Egypt was nominally a part of the Ottoman Empire until 1915. The British were at war with the Ottoman Turks and that year declared Egypt its protectorate. They deposed Egypt's khedive (governor-ruler), Abass II, who remained loyal to the Ottomans, and the British set up the khedive's uncle as the Sultan of Egypt, His Highness Husayn Kamil.
Egypt's ulama (Muslim scholars) administered Islam's sacred law, and a chasm remained between the country's idle elite and impoverished masses. Banking, finance and shipping was in the hands of the British and other foreigners – the French, Greeks, Armenians and others – who enjoyed the kind of extraterritorial rights commonly offered diplomats.
The ulama and various Islamists were annoyed with Britain's "Christian rule," and a broad segment of the population disliked the thousands of foreign soldiers in their country: British, Australian, New Zealanders and Indians. Professionals were annoyed also. Egyptian bureaucrats disliked working under young Britons.
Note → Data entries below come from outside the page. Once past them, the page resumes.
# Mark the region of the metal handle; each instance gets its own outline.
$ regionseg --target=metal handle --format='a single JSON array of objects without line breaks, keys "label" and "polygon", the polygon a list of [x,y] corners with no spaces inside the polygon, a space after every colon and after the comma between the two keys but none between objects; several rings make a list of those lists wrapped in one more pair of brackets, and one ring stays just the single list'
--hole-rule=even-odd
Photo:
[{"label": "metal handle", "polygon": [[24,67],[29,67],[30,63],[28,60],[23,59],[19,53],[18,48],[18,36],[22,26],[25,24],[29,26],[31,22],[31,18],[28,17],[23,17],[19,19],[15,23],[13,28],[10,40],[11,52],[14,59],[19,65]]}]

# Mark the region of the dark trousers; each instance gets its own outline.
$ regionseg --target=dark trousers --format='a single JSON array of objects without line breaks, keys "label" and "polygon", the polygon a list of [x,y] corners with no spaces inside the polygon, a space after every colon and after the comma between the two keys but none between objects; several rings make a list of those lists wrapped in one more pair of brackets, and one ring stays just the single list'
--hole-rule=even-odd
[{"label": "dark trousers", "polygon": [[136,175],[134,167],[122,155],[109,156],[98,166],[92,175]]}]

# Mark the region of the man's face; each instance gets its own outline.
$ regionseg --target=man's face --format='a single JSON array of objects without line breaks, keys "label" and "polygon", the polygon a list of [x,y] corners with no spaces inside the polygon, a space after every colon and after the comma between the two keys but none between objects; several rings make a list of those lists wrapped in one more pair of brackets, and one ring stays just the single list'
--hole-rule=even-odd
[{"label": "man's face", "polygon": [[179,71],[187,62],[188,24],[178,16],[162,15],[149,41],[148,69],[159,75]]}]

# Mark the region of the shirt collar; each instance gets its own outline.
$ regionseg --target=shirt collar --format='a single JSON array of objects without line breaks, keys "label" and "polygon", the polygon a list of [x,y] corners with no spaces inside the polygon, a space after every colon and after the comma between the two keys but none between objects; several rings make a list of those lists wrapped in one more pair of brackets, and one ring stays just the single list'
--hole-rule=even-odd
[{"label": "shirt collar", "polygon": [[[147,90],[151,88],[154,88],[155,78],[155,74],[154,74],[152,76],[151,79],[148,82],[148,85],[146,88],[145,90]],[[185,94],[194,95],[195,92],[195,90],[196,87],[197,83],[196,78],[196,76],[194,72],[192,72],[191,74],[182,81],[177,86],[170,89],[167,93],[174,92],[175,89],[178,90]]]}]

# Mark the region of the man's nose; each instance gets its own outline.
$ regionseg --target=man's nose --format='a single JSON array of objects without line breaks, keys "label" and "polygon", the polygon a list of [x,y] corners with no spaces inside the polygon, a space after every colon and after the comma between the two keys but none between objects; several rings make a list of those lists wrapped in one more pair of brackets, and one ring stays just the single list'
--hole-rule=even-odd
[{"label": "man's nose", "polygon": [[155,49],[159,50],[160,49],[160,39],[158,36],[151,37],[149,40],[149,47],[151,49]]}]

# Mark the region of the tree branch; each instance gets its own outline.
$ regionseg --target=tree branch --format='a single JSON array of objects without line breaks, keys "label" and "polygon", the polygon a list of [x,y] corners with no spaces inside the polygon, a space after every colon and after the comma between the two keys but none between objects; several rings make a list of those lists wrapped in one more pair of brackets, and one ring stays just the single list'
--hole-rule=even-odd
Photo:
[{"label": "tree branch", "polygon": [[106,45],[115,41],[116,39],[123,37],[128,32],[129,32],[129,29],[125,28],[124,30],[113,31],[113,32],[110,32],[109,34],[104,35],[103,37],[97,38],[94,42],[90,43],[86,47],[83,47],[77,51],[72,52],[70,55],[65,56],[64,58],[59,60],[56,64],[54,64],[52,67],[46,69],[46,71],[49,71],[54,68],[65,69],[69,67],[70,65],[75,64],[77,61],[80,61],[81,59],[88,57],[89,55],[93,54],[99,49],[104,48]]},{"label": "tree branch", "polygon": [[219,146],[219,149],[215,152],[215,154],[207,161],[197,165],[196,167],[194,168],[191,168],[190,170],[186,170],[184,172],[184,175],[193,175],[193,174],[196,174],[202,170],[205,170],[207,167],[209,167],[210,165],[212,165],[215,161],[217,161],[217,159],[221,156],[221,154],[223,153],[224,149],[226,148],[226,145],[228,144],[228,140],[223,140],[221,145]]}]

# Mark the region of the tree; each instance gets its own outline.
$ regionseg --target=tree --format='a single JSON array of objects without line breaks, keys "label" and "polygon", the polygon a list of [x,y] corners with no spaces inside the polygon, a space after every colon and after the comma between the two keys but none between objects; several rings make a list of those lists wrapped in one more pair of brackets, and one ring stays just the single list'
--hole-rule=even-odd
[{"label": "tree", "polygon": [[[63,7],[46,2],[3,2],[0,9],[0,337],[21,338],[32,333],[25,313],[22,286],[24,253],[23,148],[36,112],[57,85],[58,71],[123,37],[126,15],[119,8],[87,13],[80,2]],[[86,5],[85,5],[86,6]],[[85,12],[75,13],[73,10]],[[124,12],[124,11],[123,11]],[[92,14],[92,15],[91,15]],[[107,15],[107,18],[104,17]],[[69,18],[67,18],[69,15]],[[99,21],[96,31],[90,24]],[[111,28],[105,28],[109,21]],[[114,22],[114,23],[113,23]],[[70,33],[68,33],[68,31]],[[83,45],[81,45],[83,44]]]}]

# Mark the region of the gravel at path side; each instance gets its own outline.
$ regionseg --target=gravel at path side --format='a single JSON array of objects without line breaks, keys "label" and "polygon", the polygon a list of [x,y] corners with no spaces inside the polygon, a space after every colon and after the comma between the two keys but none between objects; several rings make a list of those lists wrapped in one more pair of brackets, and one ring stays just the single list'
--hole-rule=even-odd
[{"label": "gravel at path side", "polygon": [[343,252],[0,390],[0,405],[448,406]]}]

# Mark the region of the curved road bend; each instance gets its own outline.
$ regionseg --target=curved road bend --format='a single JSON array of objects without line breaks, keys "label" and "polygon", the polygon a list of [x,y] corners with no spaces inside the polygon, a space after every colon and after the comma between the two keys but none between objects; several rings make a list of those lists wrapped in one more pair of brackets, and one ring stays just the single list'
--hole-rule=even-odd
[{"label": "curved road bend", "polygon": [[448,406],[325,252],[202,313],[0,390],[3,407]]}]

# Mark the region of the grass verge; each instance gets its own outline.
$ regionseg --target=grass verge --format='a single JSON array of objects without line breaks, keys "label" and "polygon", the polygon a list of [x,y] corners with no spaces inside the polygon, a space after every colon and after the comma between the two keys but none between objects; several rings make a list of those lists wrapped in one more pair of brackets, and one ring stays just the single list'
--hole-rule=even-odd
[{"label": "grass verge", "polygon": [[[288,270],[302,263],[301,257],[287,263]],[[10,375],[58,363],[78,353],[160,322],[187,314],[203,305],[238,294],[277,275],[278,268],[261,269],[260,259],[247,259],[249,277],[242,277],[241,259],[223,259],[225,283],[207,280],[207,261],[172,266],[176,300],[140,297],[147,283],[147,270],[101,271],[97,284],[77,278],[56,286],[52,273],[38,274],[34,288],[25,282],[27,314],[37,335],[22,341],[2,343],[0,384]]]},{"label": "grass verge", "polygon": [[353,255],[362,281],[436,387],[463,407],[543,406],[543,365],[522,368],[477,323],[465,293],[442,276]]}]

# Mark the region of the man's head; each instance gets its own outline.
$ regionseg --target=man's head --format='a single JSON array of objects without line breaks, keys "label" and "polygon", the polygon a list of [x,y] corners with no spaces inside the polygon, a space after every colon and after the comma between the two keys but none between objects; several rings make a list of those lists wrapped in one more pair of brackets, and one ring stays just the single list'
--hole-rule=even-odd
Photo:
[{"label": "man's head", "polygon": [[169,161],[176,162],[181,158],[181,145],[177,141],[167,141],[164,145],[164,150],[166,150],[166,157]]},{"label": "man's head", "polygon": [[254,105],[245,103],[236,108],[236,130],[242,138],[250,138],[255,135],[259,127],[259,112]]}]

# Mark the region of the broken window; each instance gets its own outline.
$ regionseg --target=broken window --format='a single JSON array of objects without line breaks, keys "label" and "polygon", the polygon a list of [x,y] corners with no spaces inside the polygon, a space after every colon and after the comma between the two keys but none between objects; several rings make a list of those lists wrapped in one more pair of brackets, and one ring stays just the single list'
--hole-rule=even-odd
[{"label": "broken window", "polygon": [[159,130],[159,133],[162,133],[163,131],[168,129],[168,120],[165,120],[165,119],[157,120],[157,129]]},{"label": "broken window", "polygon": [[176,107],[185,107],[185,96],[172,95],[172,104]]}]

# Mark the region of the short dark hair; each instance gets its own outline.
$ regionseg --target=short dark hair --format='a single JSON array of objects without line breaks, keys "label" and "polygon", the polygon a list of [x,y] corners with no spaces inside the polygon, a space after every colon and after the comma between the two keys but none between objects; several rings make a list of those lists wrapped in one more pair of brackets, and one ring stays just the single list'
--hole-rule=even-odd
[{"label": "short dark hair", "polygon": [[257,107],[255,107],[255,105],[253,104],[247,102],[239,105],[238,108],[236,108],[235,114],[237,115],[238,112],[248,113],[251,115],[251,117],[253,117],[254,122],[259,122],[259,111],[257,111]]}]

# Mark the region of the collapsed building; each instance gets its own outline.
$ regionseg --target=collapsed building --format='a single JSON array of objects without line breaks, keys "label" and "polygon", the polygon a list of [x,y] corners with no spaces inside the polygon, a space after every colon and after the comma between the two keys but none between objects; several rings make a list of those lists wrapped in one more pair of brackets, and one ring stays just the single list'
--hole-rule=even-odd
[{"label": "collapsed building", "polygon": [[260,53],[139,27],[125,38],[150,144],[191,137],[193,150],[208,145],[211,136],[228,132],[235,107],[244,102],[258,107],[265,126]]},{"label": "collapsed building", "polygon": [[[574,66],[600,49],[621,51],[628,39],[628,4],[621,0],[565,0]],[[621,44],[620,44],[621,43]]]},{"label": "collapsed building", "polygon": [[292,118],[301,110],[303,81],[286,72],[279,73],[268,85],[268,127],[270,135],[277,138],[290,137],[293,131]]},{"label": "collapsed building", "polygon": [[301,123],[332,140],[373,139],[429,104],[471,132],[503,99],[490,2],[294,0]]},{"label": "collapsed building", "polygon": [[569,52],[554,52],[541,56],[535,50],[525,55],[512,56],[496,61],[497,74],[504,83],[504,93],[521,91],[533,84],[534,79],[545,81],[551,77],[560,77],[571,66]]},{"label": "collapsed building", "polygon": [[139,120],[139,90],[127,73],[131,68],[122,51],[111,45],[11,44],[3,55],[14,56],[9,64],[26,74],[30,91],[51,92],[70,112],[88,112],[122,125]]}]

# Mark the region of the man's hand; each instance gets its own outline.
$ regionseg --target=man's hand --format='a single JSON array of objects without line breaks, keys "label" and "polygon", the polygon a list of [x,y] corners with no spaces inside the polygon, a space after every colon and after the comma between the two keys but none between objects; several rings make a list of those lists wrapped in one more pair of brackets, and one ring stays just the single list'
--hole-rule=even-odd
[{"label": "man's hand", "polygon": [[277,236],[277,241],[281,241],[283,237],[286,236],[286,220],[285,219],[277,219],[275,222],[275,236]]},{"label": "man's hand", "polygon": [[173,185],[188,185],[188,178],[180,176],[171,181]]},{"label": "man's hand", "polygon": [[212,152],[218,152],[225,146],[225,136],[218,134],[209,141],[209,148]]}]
In their opposition to Britain's presence in Egypt, civil servants, professors and journalists were keen on quoting British authors opposed to imperialism. Egypt's Christians were also opposed to British rule.
But there was no organized violence opposition to the British presence, as if it was realized that because of the war the British would be adamant in their response. During the war common Egyptians suffered shortages and rising prices, and there was forced labor sent to the front in France, commandeered by the British, but there were no riots. Riots would come after the war.